Of course, Tyra has to ruin all of that goodwill by introducing us to The Myrracle and her friend, Brian.
” They jumped and spread their feet out, arched their heads back, rolled up through their torsos, and pointed at Tookie and Mrs. De La Creme. Every limb on Myrracle’s body, every joint, moved gracefully and fluidly and with the utmost confidence.
With a couple more hip rolls and knee dips, Myrracle and Brian slid to the floor with their arms spread out as Myrracle exclaimed, ‘Da-tahhhh!'”
Great Gandalf’s gherkin, what in the world was that?
Myrracle says she just wants to dance, perhaps even more so than becoming an Intoxibella like Ci~L, but of course Creamy De La Creme is having none of it. Then again, if I pleaded my case the same way Myrracle does, a “no” from my mom would be the least of my worries.
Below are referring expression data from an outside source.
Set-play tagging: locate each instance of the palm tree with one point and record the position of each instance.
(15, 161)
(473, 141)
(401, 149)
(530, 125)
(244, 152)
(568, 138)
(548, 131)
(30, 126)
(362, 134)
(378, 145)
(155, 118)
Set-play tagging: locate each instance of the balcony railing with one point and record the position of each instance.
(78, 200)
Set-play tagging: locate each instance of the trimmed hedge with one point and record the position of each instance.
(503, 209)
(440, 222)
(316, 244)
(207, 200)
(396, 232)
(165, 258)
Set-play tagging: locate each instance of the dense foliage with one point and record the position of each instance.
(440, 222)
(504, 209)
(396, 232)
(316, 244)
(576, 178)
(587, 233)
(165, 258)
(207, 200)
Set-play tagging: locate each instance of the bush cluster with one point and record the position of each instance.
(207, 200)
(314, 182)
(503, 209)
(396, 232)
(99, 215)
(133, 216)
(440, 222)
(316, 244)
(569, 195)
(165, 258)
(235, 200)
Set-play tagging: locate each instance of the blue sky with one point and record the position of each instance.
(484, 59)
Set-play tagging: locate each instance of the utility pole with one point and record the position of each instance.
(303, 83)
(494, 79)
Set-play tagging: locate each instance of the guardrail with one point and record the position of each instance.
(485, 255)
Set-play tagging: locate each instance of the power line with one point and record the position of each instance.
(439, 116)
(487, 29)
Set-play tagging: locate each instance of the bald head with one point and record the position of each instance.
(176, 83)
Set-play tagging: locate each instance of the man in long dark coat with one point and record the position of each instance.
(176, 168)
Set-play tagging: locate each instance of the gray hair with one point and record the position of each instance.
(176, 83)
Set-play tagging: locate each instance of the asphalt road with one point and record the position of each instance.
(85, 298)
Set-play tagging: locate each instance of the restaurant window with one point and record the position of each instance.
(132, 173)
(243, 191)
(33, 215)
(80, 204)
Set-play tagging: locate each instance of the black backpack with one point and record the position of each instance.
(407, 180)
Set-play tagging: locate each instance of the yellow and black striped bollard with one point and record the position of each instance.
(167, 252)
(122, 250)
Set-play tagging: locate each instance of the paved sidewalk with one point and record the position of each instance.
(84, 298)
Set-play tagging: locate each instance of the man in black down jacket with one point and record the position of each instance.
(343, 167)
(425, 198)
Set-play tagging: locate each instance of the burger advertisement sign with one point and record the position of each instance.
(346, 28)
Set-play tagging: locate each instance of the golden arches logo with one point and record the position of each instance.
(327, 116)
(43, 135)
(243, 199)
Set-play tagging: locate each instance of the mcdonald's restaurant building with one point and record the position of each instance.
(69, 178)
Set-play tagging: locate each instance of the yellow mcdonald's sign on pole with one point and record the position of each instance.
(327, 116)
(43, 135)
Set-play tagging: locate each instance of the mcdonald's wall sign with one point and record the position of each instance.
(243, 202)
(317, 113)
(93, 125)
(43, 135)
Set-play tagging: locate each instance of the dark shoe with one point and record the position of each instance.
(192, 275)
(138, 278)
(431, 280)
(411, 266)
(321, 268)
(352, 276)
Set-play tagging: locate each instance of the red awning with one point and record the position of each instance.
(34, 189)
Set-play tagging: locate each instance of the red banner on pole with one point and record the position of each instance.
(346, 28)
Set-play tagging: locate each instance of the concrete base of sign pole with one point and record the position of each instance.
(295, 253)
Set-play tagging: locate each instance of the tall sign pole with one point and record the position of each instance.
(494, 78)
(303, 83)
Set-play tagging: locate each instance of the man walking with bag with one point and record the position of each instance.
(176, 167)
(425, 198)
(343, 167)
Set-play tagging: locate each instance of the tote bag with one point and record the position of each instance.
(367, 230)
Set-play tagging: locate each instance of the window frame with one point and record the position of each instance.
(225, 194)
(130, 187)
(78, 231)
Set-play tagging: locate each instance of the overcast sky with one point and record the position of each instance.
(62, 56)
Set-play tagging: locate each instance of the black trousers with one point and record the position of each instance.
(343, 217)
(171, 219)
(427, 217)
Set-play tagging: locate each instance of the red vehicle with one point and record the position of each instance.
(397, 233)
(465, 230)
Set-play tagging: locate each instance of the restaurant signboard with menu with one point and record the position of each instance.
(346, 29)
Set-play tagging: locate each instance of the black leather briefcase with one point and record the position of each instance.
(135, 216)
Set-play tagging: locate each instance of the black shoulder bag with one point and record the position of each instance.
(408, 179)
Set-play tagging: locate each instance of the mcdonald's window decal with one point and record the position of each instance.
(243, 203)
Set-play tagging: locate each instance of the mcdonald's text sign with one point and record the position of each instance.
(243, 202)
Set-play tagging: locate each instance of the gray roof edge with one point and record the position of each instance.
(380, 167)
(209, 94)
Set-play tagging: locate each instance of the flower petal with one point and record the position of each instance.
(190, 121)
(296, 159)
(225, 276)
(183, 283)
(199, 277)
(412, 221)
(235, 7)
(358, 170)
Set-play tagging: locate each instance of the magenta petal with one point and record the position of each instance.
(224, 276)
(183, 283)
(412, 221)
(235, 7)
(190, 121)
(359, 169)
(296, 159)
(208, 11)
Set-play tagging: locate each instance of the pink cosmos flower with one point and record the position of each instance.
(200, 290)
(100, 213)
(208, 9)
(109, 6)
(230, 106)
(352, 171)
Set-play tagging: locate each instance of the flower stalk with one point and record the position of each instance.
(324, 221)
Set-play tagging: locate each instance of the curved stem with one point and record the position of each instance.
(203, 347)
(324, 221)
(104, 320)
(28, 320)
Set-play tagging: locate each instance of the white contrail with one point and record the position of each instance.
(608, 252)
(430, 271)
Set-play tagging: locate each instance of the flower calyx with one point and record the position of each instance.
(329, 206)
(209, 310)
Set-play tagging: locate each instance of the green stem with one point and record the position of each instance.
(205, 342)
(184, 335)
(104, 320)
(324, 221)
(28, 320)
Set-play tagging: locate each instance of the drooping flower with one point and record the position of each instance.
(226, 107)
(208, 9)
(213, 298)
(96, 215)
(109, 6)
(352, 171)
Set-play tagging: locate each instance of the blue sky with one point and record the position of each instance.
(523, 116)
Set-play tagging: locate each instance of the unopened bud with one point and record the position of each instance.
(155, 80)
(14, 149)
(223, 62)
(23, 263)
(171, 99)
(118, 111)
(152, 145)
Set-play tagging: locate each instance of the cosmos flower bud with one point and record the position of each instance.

“What I have to do first to prepare is to get my dancing to perfect-ness. That way, I can pose the best of the rest in a vest and pass the test and be the guest and walk with zest unlest they want me to walk from the east to the west and…”
Two words for you, Myrracle: I detest.
At least one person is supporting Myrracle in the form of Mr. De La Creme — who used to be an acrobat called The Incredible Chris-Creme-Crobat. Mr. De La Creme wears unitards in the house and has a glass eye. I cannot even.
Anyway, the disagreement between Mr. and Mrs. De La Creme
the leading drag king and drag queen act in all of Metopia results with Tookie having to make tea for her mercurial mother, and wonder of wonders, a SMIZE drops right into Tookie’s thin fingers.